3 May 2017

Rwanda Reintroduces Rhinos After Ten-Year Absence

Kayonza — Yesterday, Rwanda reintroduced Eastern black rhinos after the last individual was documented in the country 10 years ago. The endangered Eastern black rhino was translocated to Akagera National Park from South Africa to restore the species to the nation's largest national park.

Speaking at the historical moment, Belise Kariza, the Chief Tourism Officer at the Rwanda Development Board (RDB) hailed the country's latest efforts in safeguarding the endangered species and for being an environment-friendly country. She noted that the reintroduction of rhinos makes Akagera Park more competitive regionally.

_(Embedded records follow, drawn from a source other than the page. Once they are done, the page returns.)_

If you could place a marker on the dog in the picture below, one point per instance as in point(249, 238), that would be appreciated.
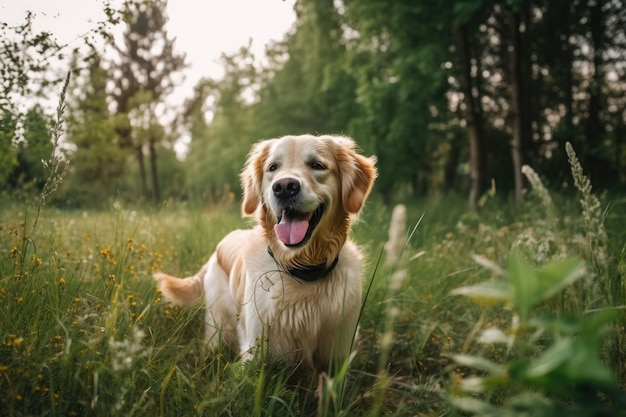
point(294, 280)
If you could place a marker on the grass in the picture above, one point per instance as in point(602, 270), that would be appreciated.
point(83, 330)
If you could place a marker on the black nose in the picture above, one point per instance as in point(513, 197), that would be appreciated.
point(286, 188)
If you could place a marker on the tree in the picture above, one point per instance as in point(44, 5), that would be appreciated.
point(35, 147)
point(97, 157)
point(145, 66)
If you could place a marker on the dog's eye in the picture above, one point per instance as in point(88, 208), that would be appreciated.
point(316, 165)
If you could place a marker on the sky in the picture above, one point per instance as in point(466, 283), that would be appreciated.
point(204, 29)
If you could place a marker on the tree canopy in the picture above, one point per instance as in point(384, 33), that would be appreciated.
point(449, 95)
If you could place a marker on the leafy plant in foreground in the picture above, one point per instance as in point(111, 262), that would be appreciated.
point(552, 362)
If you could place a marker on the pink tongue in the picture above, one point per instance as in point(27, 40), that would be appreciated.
point(292, 231)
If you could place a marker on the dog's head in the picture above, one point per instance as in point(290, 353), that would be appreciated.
point(304, 191)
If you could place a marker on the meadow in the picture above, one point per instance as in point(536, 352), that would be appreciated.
point(505, 313)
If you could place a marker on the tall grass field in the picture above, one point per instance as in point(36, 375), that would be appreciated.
point(505, 313)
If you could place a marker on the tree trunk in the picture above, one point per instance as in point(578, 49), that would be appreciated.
point(143, 183)
point(517, 107)
point(156, 194)
point(473, 117)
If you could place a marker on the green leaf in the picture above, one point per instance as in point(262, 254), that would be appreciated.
point(551, 359)
point(488, 293)
point(558, 275)
point(479, 363)
point(475, 406)
point(531, 287)
point(525, 284)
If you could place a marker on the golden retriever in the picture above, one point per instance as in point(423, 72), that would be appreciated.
point(294, 281)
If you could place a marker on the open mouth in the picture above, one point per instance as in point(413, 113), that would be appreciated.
point(294, 228)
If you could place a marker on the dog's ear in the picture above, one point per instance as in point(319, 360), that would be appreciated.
point(252, 177)
point(357, 174)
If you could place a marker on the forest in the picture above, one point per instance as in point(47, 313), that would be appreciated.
point(494, 239)
point(452, 97)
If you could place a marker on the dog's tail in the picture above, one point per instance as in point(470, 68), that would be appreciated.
point(182, 291)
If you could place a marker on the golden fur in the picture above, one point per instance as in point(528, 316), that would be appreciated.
point(250, 295)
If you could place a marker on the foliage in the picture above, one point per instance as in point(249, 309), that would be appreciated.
point(554, 360)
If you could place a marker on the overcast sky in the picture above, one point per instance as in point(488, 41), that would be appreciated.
point(203, 29)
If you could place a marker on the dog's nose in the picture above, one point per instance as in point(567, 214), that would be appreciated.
point(286, 187)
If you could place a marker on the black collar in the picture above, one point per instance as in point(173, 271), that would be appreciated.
point(309, 273)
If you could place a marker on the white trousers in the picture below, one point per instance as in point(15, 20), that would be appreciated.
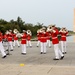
point(38, 43)
point(63, 46)
point(29, 43)
point(49, 43)
point(23, 48)
point(58, 53)
point(16, 42)
point(10, 45)
point(43, 47)
point(2, 49)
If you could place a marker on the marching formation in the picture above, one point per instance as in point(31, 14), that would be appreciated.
point(46, 37)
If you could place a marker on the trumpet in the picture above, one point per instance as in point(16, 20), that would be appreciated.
point(63, 30)
point(15, 31)
point(29, 32)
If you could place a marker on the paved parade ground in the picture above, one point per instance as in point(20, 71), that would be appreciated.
point(34, 63)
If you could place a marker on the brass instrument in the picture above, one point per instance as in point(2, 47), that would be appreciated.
point(29, 32)
point(15, 31)
point(63, 29)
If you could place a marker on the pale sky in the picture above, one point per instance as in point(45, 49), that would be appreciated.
point(59, 12)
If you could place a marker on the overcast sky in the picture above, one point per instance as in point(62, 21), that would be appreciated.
point(59, 12)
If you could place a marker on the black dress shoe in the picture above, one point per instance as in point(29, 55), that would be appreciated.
point(44, 53)
point(55, 59)
point(4, 56)
point(41, 53)
point(7, 50)
point(65, 52)
point(61, 57)
point(23, 53)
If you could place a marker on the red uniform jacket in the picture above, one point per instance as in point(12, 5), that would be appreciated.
point(9, 37)
point(15, 37)
point(48, 35)
point(38, 36)
point(54, 36)
point(23, 41)
point(43, 37)
point(28, 37)
point(0, 38)
point(63, 36)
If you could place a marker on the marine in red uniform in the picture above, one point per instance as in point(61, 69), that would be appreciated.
point(23, 42)
point(63, 33)
point(43, 40)
point(1, 46)
point(16, 38)
point(55, 41)
point(9, 39)
point(29, 34)
point(38, 37)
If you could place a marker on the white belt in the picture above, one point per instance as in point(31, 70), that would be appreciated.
point(54, 37)
point(23, 39)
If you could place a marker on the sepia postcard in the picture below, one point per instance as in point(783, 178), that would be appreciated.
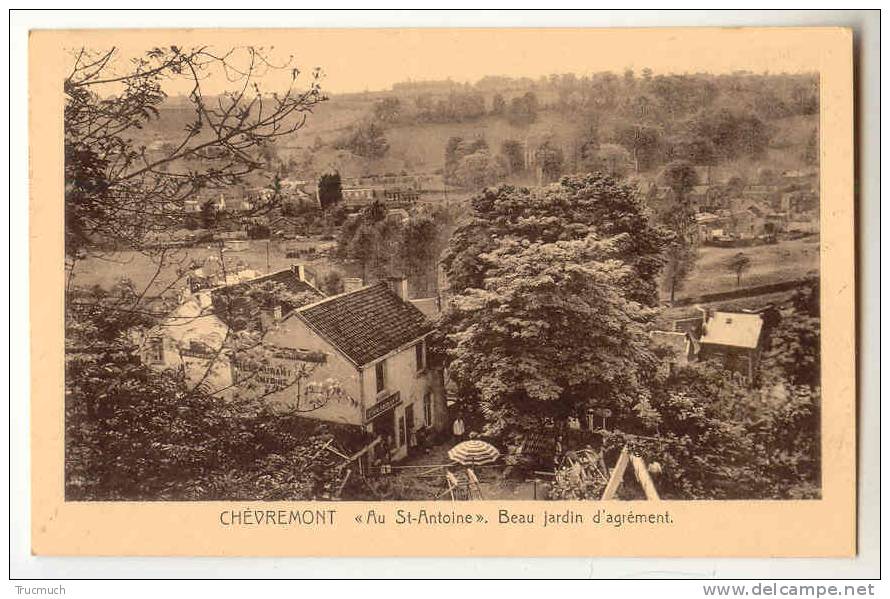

"Reintroducing rhinos is another milestone after the lions' returns in 2015- whose number has now increased to 17. Rwanda is officially a Big Five nation once again. This is a fantastic day for all of us," said CTO Kariza.

African Parks, a conservation non-profit that manages national parks and protected areas on behalf of governments across the African continent, in collaboration with the Rwanda Development Board and with funding provided by the Howard G. Buffett Foundation, is translocating a founder population of up to 20 Eastern black rhinos to Akagera National Park in Rwanda from South Africa.

The historic homecoming will take place over the first two weeks of May, with the first batch that arrived yesterday.

"The rhino's return to this country, however, is a testament to Rwanda's extraordinary commitment to conservation and is another milestone in the restoration of Akagera's natural diversity," remarked African Parks CEO Peter Fearnhead.

Back in the 1970s, more than 50 black rhinos thrived in Akagera National Park, but their numbers declined under the pressure of wide-scale poaching until the last confirmed sighting of the species in 2007.

The Park, which is a protected savannah habitat in Rwanda, has undergone a remarkable transformation since African Parks assumed management in 2010 in partnership with the Rwanda Development Board.